The Daily Mail, in its coverage of the bothers, called them “dope-smoking, rapping, ‘loser’ brothers” who delivered pizza in order to buy weed money.
It was in jail that Cherif allegedly met Beghal, and the two were later photographed by intelligence agents playing soccer with other known terrorists in southern France, according to The Telegraph.
The New York Times first reported on Cherif in 2005. It was reported that he had become inspired to fight in jihad due to the Abu Ghraib prisoner abuses. Prior to the emergence of those abuses, the Liberation newspaper reported, Cherif was not a devout muslim. He had girlfriends, smoked and drank alcohol. On January 8, the day after the Charlie Hebdo attack, a rap video apparently featuring Cherif Kouachi appeared:
4. The Investigation Moved From City to Forest
According to Business Insider, the search party for the Kouachi was comprised of 50,000 police plus 1,150 military personnel.

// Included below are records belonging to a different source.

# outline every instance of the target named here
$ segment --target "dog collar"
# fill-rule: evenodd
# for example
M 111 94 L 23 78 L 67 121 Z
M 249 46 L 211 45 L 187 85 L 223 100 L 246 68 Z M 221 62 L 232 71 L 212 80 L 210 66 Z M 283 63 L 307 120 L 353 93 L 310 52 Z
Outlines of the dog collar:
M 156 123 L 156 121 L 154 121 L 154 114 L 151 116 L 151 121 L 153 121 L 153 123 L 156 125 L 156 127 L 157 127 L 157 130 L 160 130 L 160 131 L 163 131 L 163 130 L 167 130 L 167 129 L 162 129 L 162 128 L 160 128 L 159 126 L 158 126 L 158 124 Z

In the days leading up to the arrest, French security forces elevated the terror threat in the country to the highest possible level. La Parisien reported that cops had made raids on homes in Paris and also in the city of Reims related to the Charlie Hebdo attack.
On Thursday, media reports said the pair may have robbed a gas station in northern France, near the town of Villers-Cotterets, stealing food and gasoline before escaping again in a car hijacked in Paris the day before.
Le Figaro in France reported that there is a tactical operation underway on a house in Reims involving anti-terror cops. The newspaper reports the goal of the mission is to “arrest the suspects.”
The investigation then appeared to move to the Forêt de Retz, a large forest near the town, with police converging at a farmhouse near the village of Longpont.
5. He Left His Passport in the Getaway Car
Linternaute.com in France reports that cops linked the three suspects to the crime after Said Kouachi left his passport in the getaway car.
Witnesses said that one of the attackers at the scene told onlookers, “You can tell the media that it’s al-Qaeda in Yemen.”